Сижу и страдаю фигнёй. Вожу запястьем у ноздрей брата. Говорят, что даже духи родного человека могут повлиять на быстроту выхода из комы. Уж не знаю, правда или нет, но я использую все методы. Врачи называют это синдромом запертого человека. Будто Давид всё слышит и понимает, но не может ответить, поэтому нам нужно постараться улучшить его отзывчивость.
Как раз в день моего приезда, ещё полторы недели назад, лечащий врач брата сообщил, что снижает дозировку препаратов, удерживающую его в коме. Этот процесс будет проходить поэтапно. Ждём пробуждение буквально на днях. А пока, мы с мамой тоже должны его подталкивать.
Оборачиваюсь на дверь, знаю, что снимают камеры и за мной в данный момент идёт тщательное наблюдение, но убеждаю себя, что никого нет и я здесь одна. Прокашливаюсь. Чувствую себя полной дурой, но открываю рот и начинаю выть. Да, пением это никак не назвать. Даже с натяжкой. В детстве я очень любила дразнить брата своим душевным исполнением. Такой фальшь любого на ноги поднимет, лишь бы удрать и спасти своё психическое здоровье.
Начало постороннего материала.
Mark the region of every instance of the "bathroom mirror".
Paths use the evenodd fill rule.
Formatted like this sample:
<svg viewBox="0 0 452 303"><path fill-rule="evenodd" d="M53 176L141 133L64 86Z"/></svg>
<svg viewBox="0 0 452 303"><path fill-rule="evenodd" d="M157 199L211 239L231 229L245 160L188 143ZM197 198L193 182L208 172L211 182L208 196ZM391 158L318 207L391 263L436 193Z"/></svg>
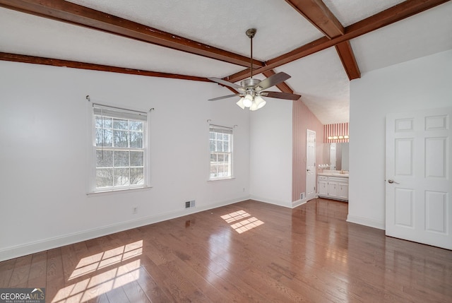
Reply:
<svg viewBox="0 0 452 303"><path fill-rule="evenodd" d="M331 170L350 170L348 143L324 143L322 163L329 165Z"/></svg>

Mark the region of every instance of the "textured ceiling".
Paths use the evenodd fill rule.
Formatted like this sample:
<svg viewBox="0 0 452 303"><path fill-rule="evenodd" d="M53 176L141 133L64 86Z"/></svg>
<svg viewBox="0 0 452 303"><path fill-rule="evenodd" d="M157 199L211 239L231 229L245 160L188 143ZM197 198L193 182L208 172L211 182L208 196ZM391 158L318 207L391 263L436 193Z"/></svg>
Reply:
<svg viewBox="0 0 452 303"><path fill-rule="evenodd" d="M256 28L254 57L262 61L324 36L283 0L70 2L246 57L249 56L249 39L245 31ZM344 27L401 2L323 0ZM451 16L452 1L448 1L352 39L359 71L364 73L452 49ZM0 52L203 78L226 77L245 69L4 8L0 8ZM323 124L348 121L350 80L333 47L279 66L274 71L292 76L286 83L302 95L302 101ZM224 90L225 95L230 93Z"/></svg>

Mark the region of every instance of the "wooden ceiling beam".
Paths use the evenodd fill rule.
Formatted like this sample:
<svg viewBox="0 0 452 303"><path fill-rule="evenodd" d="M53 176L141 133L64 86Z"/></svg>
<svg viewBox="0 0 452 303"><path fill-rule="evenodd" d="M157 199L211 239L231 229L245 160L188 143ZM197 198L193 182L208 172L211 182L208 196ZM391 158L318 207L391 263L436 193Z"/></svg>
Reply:
<svg viewBox="0 0 452 303"><path fill-rule="evenodd" d="M157 71L143 71L107 65L93 64L91 63L75 61L60 60L35 56L0 52L0 60L13 62L30 63L33 64L50 65L52 66L69 67L73 69L89 69L91 71L108 71L110 73L127 73L129 75L148 76L152 77L170 78L172 79L191 80L194 81L210 82L207 78L194 76L178 75L175 73L160 73ZM237 93L237 92L236 92Z"/></svg>
<svg viewBox="0 0 452 303"><path fill-rule="evenodd" d="M323 37L299 47L288 53L268 60L265 66L256 69L256 74L290 63L299 59L326 49L328 47L350 40L384 26L403 20L451 0L407 0L385 11L367 18L345 28L345 33L333 39ZM242 71L225 79L237 82L244 79L246 71Z"/></svg>
<svg viewBox="0 0 452 303"><path fill-rule="evenodd" d="M333 38L344 35L340 22L321 0L285 0L326 37Z"/></svg>
<svg viewBox="0 0 452 303"><path fill-rule="evenodd" d="M350 41L344 41L338 43L334 46L339 54L339 58L342 62L342 65L345 69L348 79L352 81L361 78L361 72L358 67L358 64L355 58L355 54L352 49L352 45Z"/></svg>
<svg viewBox="0 0 452 303"><path fill-rule="evenodd" d="M332 39L345 33L340 22L321 0L285 1L327 37ZM360 78L361 73L351 45L348 42L340 44L340 47L336 47L336 51L348 78L353 80Z"/></svg>
<svg viewBox="0 0 452 303"><path fill-rule="evenodd" d="M249 68L249 58L64 0L0 0L0 6ZM253 61L254 68L265 64Z"/></svg>

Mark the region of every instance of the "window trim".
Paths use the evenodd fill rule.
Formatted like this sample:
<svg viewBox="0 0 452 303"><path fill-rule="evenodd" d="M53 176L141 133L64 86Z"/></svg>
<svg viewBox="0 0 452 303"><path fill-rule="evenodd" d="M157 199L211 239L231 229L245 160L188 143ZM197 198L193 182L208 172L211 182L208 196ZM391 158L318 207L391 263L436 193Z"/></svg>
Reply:
<svg viewBox="0 0 452 303"><path fill-rule="evenodd" d="M122 117L121 114L117 115L118 117L122 117L123 119L129 119L131 120L143 121L143 150L144 152L143 158L143 177L144 183L143 184L133 184L123 186L112 186L112 187L96 187L96 150L98 146L96 146L96 121L95 108L105 109L106 111L114 111L120 114L124 114ZM97 196L102 194L108 194L109 193L125 193L129 191L137 191L148 189L152 188L150 186L150 114L149 112L146 112L143 110L135 109L125 109L114 105L99 104L99 103L90 103L88 106L88 111L90 123L90 127L89 127L89 147L88 147L88 165L89 165L89 177L88 179L88 196ZM141 119L133 119L133 115L145 116L145 119L141 117ZM129 150L133 150L133 148L126 148Z"/></svg>
<svg viewBox="0 0 452 303"><path fill-rule="evenodd" d="M230 131L230 134L232 136L232 138L230 141L230 150L229 152L230 158L230 166L231 166L231 174L230 176L227 177L211 177L210 176L210 156L212 155L210 152L210 129L224 129L225 131ZM221 181L221 180L230 180L232 179L235 179L234 176L234 127L228 127L216 124L208 124L208 182L215 182L215 181Z"/></svg>

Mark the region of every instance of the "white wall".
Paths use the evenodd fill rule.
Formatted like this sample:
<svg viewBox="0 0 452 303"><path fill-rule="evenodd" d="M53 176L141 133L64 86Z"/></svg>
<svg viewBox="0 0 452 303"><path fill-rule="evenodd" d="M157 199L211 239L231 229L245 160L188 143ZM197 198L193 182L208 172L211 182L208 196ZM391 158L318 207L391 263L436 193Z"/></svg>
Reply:
<svg viewBox="0 0 452 303"><path fill-rule="evenodd" d="M386 114L451 106L452 50L351 82L348 221L384 229Z"/></svg>
<svg viewBox="0 0 452 303"><path fill-rule="evenodd" d="M207 101L227 92L209 83L0 61L0 260L249 198L249 112L230 100ZM86 195L87 95L155 108L152 189ZM207 182L208 119L237 125L232 180ZM196 208L185 210L193 199Z"/></svg>
<svg viewBox="0 0 452 303"><path fill-rule="evenodd" d="M251 198L292 207L292 102L268 98L251 115Z"/></svg>

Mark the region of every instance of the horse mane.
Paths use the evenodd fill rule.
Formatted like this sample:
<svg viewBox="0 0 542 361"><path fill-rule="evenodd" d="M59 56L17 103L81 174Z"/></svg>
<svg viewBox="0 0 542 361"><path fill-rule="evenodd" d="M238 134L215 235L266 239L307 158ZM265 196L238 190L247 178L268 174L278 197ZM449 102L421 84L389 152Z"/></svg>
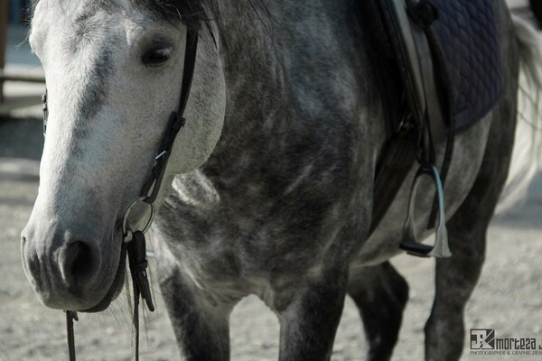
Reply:
<svg viewBox="0 0 542 361"><path fill-rule="evenodd" d="M31 0L30 14L31 18L34 9L40 0ZM144 11L150 11L169 22L181 21L187 26L198 26L201 22L209 21L214 16L218 16L216 8L216 0L130 0L137 8ZM260 0L248 0L248 5L254 10L258 17L261 14L268 15L266 7ZM105 8L107 11L113 7L111 0L93 0L93 6Z"/></svg>

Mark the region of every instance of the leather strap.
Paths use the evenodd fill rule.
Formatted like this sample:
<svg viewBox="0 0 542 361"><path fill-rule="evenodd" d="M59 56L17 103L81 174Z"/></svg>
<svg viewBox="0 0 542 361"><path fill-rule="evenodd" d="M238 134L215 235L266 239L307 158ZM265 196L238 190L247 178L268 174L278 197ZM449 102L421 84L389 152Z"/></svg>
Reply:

В голову ничего не идёт, так что перемешиваю обрывки фраз из разных песен. Иногда даже ноту тянуть пытаюсь, а Даве хоть бы хны. Накапливается напряжение, начинает дрожать голос, сбиваюсь с выдуманной мелодии. На поверхность снова лезет душевная боль. Пение перерастает в откровенный вой раненой волчицы. Дыхание перемешивается с рваными всхлипами. В какой-то момент силы с надрывом заканчиваются и моя голова убито падает возле руки брата. Рыдаю прямо ему в пальцы. Не выдерживая внутреннего разрушения, удушающего удержания правды в себе, выкладываю Даве все причины страданий от начала и до конца.
- Завтра он приедет за мной… - хриплю, вытирая с лица постыдную сырость. – Срок моего обдумывания закончился… Что мне делать, Давид? – опять реву. – Мне без него не дышится нормально, понимаешь?? Я зла, обижена, мне так плохо, что иногда хочется занять твоё место и ничего не знать, не видеть… А потом снова приходит это… чувство… бессмысленности без него… я места себе не нахожу!! Я хочу провалиться в его объятия и быть свободной! Без него вот здесь всё перетянуто!! – рукой на сердце. – Я каждый раз представляю что сказал бы папа! Или ты… меня не отпускает это чёртово ощущение, что я предаю вас, думая о нём!! Я сама себе не даю выбрать! Только начну прислушиваться, как голос папы рвёт перепонки «Ты – Акилова!!! Не смей забывать!!», а в груди шёпот Игната… - «Ты теперь Розанова! Теперь со мной…». И я больше не знаю, к кому идти, Давид! Я так сильно его ненавижу, но ещё больше люблю!!! – выдыхаю с болезненным стоном и начинаю просто-напросто скулить. В один момент все мои звуки резко обрываются, и я медленно поднимаю глаза, шокировано смотря на брата. Его грудная клетка ходит ходуном, а из горла тянется глухой отрывистый кашель. Приборы вокруг его постели включают сирену.